As the Liverpool & Manchester approached completion in 1829, the directors of that company arranged for a competition to decide who would build the locomotives for the new railway. The Rainhill Trials were run in October of that year. Stephenson's entry was Rocket, and its impressive performance in winning the contest made it arguably the most famous machine in the world.

When the L&MR opened on 15 September 1830, the opening ceremony was a considerable event, drawing luminaries from the government and industry, including the then-Prime Minister, the Arthur Wellesley, 1st Duke of Wellington. The day was marred by the death of William Huskisson a Member of Parliament for Liverpool who was struck and killed by Rocket, but the railway was a resounding success. Stephenson became a very famous man, and was offered the position of chief engineer for a wide variety of other railways.

However, his conservative views on the capabilities of locomotives meant that he tended to favour routes and civil engineering which were more costly than his successors thought necessary. For example, rather than the West Coast Main Line taking the direct route over Shap favoured by Joseph Locke between Lancaster and Carlisle, Stephenson reported in favour of a longer sea-level route via Ulverston and Whitehaven. Locke's route was preferred.

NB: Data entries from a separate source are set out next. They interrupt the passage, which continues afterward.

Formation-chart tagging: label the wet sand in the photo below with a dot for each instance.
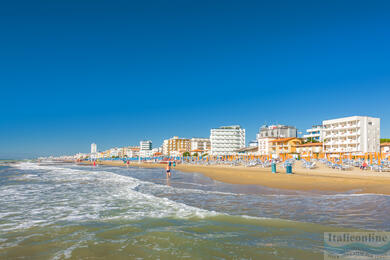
(319, 179)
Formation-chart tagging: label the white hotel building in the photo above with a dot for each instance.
(226, 140)
(314, 133)
(356, 135)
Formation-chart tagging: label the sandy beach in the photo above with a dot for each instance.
(319, 179)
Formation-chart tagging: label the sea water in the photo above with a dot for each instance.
(65, 211)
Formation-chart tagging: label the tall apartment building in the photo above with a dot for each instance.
(264, 145)
(93, 148)
(314, 133)
(227, 140)
(277, 131)
(145, 145)
(356, 134)
(176, 146)
(200, 144)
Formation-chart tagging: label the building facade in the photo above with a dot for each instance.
(226, 140)
(200, 144)
(264, 145)
(93, 148)
(314, 133)
(309, 148)
(277, 131)
(176, 146)
(356, 134)
(284, 146)
(385, 148)
(145, 145)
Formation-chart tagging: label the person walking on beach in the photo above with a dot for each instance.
(168, 170)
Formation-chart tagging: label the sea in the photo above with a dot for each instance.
(68, 211)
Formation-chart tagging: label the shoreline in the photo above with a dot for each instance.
(320, 179)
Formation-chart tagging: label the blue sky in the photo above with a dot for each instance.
(116, 72)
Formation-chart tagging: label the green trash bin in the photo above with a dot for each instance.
(273, 167)
(289, 169)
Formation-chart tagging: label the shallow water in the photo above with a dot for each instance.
(58, 211)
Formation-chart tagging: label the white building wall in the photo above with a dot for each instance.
(200, 143)
(93, 148)
(145, 145)
(227, 140)
(263, 145)
(356, 134)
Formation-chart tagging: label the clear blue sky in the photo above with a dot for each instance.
(115, 72)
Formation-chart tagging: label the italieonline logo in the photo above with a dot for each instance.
(357, 245)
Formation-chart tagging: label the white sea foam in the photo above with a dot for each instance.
(68, 195)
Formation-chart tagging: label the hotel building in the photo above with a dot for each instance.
(385, 148)
(226, 140)
(356, 134)
(309, 148)
(264, 145)
(277, 131)
(145, 145)
(176, 146)
(314, 133)
(200, 144)
(283, 146)
(93, 148)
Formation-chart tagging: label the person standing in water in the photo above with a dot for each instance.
(168, 170)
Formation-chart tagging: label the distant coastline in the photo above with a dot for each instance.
(321, 180)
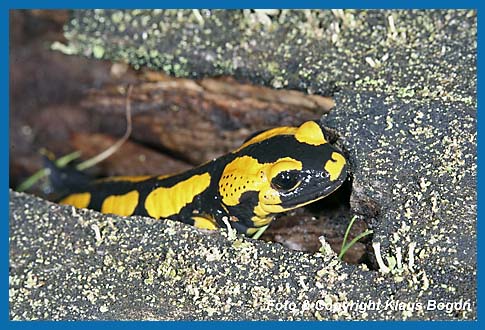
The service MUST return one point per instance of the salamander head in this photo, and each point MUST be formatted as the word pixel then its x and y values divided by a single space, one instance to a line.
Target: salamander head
pixel 282 169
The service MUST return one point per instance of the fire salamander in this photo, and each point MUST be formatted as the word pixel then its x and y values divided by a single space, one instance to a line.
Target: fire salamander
pixel 275 171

Stephenson therefore tended to become a reassuring name, rather than a cutting-edge technical adviser. He was selected as the first president of the Institution of Mechanical Engineers upon its formation in 1847. He had by this time settled into semi-retirement supervising his mining interests in Derbyshire. (Tunnelling work for the North Midland Railway had revealed unworked coal seams, and Stephenson had put much of his money into their exploitation.) Rich and successful for the remainder of his career, George Stephenson died on 12 August 1848 in Chesterfield, England.

Legacy

Stephenson's son, Robert Stephenson, was also a noted locomotive engineer, and was heavily involved in the creation of many of his father's engines from Locomotion onwards. Joseph Locke was initially apprenticed to George Stephenson, eventually being promoted to chief engineer on some of the schemes he instigated (e.g. the Grand Junction Railway).

The local museum in Chesterfield, England has a room full of Stephenson memorabilia, including the straight thick glass tubes in which Stephenson (inventive to the last) grew his cucumbers to stop them curving. George Stephenson College, founded in 2001 on the University of Durham's Queen's Campus in Stockton-on-Tees, is named after him. Also named after him and his son is the Stephenson Railway Museum in North Shields.

As a tribute to the life and works of the engineer, a bronze statue of George Stephenson was unveiled at Chesterfield Railway Station (which is overlooked by Tapton House, where Stephenson spent the last ten years of his life) on 28 October 2005, which marked the completion of improvements to the station. At the event, a full size working replica of Rocket was on show, which then spent two days on public display at the Chesterfield Market Festival.